Adding even more cred to the company is LinkedIn founder Reid Hoffman, a partner at Greylock, who will be joining Wrapp’s board. He’ll be serving alongside Skype and Kazaa co-founder Niklas Zennström, who also co-founded Atomico.
The funding will help Wrapp accelerate its expansion into the U.S. and U.K. after finding success in its home country of Sweden over the past few months. The company says that in Sweden it sent over 250,000 gift cards in December, and it’s continuing to grow about 30 percent every week. As of the past three months, 2 percent of Sweden’s population of 9 million are active on the service.
“Our biggest issue right now is that we grow so quickly, we’re running out of [retail] campaigns,” said Wrapp CEO and co-founder Hjalmar Winbladh in an interview with VentureBeat. He went on to say that the company needed to arrange additional retail campaigns faster than it originally thought. Wrapp now has 30 major retailers in Sweden participating in its service, as well as hundreds of smaller retailers.
Wrapp connects to your Facebook account to let you know when friends and family have upcoming birthdays. After gifting a card to a friend through the Wrapp mobile or web app, other friends can see the card on the recipient’s Facebook account and chip in additional funds.
The gift card remains “wrapped” on the recipient’s Facebook page until the day of their birthday, which adds a nice bit of mystery to a traditionally boring gift card transaction.
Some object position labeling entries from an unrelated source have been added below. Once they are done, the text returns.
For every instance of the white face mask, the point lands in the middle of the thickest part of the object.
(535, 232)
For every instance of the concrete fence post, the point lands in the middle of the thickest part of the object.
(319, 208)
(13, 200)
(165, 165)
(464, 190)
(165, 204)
Wrapp’s cards can only be redeemed using its Android or iPhone app, which adds a nice viral element to the service, since every recipient instantly becomes an active Wrapp user.
Winbladh tells me that women between 22 and 35 are the most active users on the service. That’s a good thing, since they’re statistically the biggest shopping demographic worldwide. As for Wrapp’s U.S. strategy, Winbladh says the company will target large nationwide chains and then focus on more regional retailers.
Wrapp is particularly appealing for retailers since they don’t have to pay anything until someone redeems a gift card, and even then retailers using the service say that every redemption has been profitable. Since Wrapp relies on Facebook data, retailers can also use it to target specific consumers by age, gender, and location.
Stockholm, Sweden-based Wrapp also has offices in Silicon Valley. Thus far, it has raised a total of $10.5 million.